9 Proposed Modifications Under AB 1585 – Trailer Legislation for AB 26
John Perez, California State Assembly Speaker, recently introduced AB 1585, a companion bill to SB 654, which would expand the term “Enforceable Obligations” and change the allocation of housing funds as outlined under AB 26.
9 Modifications Under AB 1585:
- Would permit temporary increases in administrative costs to cover litigation and asset preservation efforts of the successor agencies, without limiting the amounts or temporary time period.
- Would add three new agreements to the list of City-Agency contracts that are otherwise null: a loan made within two years of a project area being formed if the loan was for that project area; certain SERAF loans; and other loans between City-Agency “established” so long as the oversight board determines that the loan was for legitimate redevelopment purposes, had economic substance, and was based on reasonable repayment terms. It is unclear whether this provision relates to loans created after the effective date of AB 26 or before.

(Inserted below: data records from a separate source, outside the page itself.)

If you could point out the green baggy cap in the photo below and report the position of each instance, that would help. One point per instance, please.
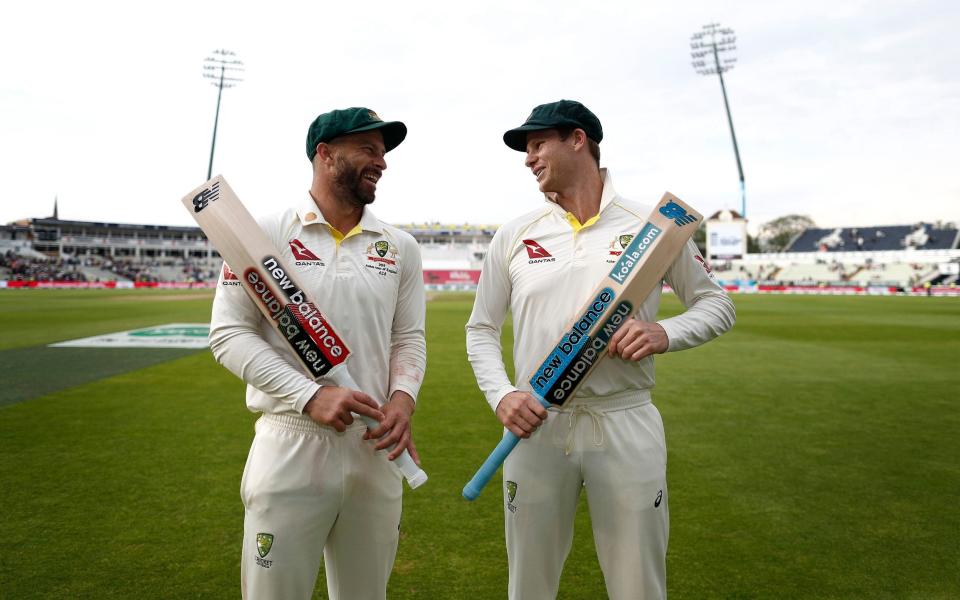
(563, 113)
(337, 123)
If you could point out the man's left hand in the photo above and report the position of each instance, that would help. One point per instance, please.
(636, 340)
(395, 427)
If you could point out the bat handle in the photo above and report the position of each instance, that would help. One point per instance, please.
(489, 467)
(414, 475)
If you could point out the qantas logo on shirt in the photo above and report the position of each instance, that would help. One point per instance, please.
(537, 253)
(304, 256)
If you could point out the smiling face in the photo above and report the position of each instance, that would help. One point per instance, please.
(358, 165)
(549, 159)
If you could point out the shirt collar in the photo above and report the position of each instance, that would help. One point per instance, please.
(608, 195)
(309, 214)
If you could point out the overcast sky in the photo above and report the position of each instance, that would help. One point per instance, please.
(848, 112)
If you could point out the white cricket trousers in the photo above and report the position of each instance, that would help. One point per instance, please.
(614, 447)
(308, 492)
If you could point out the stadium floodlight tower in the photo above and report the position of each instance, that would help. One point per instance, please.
(706, 48)
(221, 67)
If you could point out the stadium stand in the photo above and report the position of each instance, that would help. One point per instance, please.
(893, 257)
(922, 236)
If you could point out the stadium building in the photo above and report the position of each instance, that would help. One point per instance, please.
(920, 258)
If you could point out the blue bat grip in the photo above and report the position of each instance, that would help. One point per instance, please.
(489, 467)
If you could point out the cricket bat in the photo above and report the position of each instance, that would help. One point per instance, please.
(273, 286)
(640, 268)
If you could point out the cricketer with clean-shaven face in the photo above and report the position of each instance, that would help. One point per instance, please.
(541, 267)
(318, 484)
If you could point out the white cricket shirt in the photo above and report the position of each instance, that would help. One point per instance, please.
(541, 269)
(370, 288)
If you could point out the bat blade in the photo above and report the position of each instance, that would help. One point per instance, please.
(274, 288)
(640, 268)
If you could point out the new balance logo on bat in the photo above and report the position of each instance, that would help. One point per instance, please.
(201, 200)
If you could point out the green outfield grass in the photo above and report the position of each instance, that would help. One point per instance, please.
(813, 453)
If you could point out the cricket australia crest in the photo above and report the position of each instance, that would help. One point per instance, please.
(617, 246)
(264, 544)
(511, 495)
(377, 257)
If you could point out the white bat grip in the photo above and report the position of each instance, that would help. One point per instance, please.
(414, 475)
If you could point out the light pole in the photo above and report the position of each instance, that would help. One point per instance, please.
(217, 67)
(705, 48)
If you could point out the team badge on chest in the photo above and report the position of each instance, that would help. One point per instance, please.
(382, 257)
(617, 245)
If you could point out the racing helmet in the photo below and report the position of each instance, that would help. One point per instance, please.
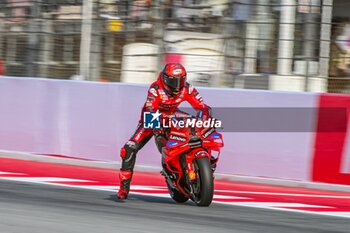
(174, 78)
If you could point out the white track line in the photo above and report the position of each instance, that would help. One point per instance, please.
(284, 194)
(271, 206)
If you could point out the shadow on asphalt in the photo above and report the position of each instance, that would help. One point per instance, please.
(148, 199)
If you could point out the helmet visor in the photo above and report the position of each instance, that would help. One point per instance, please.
(175, 83)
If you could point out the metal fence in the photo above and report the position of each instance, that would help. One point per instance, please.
(258, 44)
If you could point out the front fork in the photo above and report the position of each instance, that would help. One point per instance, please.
(188, 167)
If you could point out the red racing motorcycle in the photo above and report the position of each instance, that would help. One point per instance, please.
(189, 159)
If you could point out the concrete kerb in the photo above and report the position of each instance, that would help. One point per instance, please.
(143, 168)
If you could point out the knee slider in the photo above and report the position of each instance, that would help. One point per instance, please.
(129, 148)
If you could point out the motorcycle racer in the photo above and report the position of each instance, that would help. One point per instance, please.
(164, 95)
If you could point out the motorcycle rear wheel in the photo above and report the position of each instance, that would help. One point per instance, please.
(204, 184)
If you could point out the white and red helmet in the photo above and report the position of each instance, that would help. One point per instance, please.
(173, 77)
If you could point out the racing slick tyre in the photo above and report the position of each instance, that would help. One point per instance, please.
(204, 186)
(176, 195)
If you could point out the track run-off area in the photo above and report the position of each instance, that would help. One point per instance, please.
(37, 196)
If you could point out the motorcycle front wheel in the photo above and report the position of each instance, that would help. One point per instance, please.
(176, 195)
(204, 186)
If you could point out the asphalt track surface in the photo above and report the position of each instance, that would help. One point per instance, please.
(36, 208)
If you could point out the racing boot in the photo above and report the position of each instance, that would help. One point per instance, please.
(125, 179)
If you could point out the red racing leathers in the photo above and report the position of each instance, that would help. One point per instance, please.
(157, 99)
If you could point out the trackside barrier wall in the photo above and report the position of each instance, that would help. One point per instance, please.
(93, 120)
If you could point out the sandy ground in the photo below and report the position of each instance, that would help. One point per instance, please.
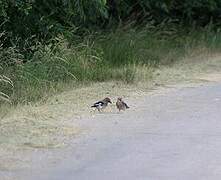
(170, 135)
(54, 130)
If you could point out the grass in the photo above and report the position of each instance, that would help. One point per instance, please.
(114, 64)
(100, 57)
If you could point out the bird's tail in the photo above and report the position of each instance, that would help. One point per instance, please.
(126, 106)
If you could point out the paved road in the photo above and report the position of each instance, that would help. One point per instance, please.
(171, 136)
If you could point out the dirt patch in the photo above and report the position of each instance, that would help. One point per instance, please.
(52, 123)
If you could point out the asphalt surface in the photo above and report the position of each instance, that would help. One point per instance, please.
(170, 136)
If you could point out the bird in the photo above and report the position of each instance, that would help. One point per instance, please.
(101, 104)
(121, 105)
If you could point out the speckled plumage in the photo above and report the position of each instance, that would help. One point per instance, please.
(121, 105)
(101, 104)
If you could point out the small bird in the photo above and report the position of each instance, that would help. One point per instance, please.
(121, 105)
(102, 104)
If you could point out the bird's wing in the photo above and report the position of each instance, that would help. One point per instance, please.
(125, 105)
(99, 103)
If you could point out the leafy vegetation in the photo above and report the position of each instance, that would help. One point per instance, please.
(46, 44)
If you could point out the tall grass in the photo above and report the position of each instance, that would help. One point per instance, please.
(100, 57)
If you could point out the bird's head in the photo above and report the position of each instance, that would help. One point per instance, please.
(119, 99)
(107, 100)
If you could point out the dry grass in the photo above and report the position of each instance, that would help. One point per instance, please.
(51, 123)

- Would transfer the Low Income Housing Fund to the successor housing agency to be used as set forth in the Community Redevelopment Act.
- Would require (rather than permit) the successor housing agency to enforce affordability covenants.
- If 80% of Low Income Housing Fund moneys are not expended or encumbered within three years, the excess amount (less amounts reserved for ongoing monitoring and maintenance) would be allocated to the county auditor to be used for housing purposes.
- If the redevelopment agency staff is actually city staff, then the union member on the oversight board would be a representative of the union representing the city staff.
- The oversight board would have to approve long-term bond issues (for any financing arrangement that requires payments more than is received in any year).
- The successor agency would have to inventory all real property assets by project area. The oversight board would be required to adopt a policy or strategy for the disposal or transfer of such assets.
- The successor agency would be permitted to reserve funds from the January 16 allocation to cover costs arising in the second half of the calendar year that will not be disbursed in subsequent allocations.
The bill is currently in draft form, but is expected to be sent to committee soon. We will continue to monitor AB 1585 as it progresses through the Legislature.